Der Name „Susann Eminger“ sei das erste Mal 2007 verwendet worden. La. berichtet von dem Wasserschaden in der Polenzstraße 2 und der folgenden polizeilichen Vernehmung Zschäpes. In diesem Zuge habe sich Zschäpe gegenüber der Polizei als Susann Eminger ausgegeben. Das Alias „Susann Eminger“ soll 2007 außerdem für den Kauf eines Schlauchboot-Außenbordmotors sowie für die Anmeldung bei einer Videothek genutzt worden sein. Von 2008 bis 2012 habe es zudem mehrere Urlaubsbuchungen unter dem Namen gegeben. Hierbei sei die reale Adresse der Emingers angegeben worden, aber die von Zschäpe genutzte Telefonnummer. La. beendet ihre Ausführung damit, dass Zschäpe bei ihrer Festnahme ein Bahnticket und eine Fahrradservicekarte auf den Namen „Susann Eminger“ mit sich geführt habe.
Die Vorsitzende Richterin Herberger hält der Zeugin vor, dass es in den Asservaten einen Fahrradpass datiert auf 2006 und ein weiteres Dokument datiert auf 2005 mit den Namen „Susann Eminger“ gebe. Die Zeugin sagt, wenn die Asservate so existierten, dann müsse sie bejahen, dass das Alias schon vor 2007 existiert habe. Auf Nachfrage ergänzt die Zeugin, dass im Brandschutt außerdem noch eine Bahncard gültig von Juni 2009 bis Juni 2010 auf dem Namen Susann Eminger, aber mit dem Foto von Zschäpe gefunden worden sei.
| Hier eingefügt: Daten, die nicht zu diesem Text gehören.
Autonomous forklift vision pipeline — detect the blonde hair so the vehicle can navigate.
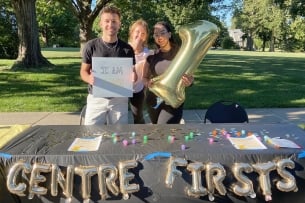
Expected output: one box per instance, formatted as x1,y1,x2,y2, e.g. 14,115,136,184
128,19,149,46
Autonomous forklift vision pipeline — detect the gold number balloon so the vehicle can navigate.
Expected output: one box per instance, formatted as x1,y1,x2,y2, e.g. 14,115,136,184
149,20,219,108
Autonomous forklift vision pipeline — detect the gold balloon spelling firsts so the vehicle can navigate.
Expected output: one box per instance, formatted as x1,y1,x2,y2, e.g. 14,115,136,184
149,20,219,108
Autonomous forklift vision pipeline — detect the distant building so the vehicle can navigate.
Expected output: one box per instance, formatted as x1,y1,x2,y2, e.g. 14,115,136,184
228,29,245,48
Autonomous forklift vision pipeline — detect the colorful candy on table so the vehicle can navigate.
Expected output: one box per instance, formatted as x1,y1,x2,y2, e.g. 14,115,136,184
111,132,140,145
106,128,299,150
207,128,258,144
108,130,197,151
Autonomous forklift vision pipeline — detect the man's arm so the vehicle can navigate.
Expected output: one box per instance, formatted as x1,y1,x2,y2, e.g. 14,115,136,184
80,63,94,85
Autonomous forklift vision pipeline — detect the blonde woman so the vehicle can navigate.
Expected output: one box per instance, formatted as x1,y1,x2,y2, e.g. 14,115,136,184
128,19,151,124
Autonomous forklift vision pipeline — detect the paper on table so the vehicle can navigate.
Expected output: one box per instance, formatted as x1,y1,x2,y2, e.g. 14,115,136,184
228,135,267,150
269,138,301,148
68,136,102,152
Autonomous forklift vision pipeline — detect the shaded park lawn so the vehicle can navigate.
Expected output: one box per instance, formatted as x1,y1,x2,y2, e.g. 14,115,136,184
0,48,304,112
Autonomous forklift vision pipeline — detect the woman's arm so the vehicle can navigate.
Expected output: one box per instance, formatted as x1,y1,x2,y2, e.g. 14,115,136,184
142,60,152,88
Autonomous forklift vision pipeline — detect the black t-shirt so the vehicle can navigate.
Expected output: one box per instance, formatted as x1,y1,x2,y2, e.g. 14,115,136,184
82,38,136,94
146,44,179,78
82,38,135,65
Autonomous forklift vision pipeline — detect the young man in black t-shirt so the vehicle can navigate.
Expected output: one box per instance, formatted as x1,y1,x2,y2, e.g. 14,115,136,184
80,6,136,125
In der weiteren Befragung durch die Vorsitzende geht es darum, welche Aliasse fiktiv gewesen seien und welche realen Personen zugeordnet werden konnten. „Lisa“ und „Susann Dienelt“ seien fiktive Namen in Anlehnung an den real existierenden Namen Dienelt gewesen, die Namen „Pohl“ und „Mohl“ seien rein fiktiv, so die Zeugin. Mandy St., Silvia Ro. und Beatrix Ja. seien echte Personen. Im weiteren Verlauf der Befragung ergänzt die Zeugin, dass Silvia Ro. laut Vernehmung nicht gewusst habe, wofür sie Holger Gerlach ihre Krankenkassenkarte überließ.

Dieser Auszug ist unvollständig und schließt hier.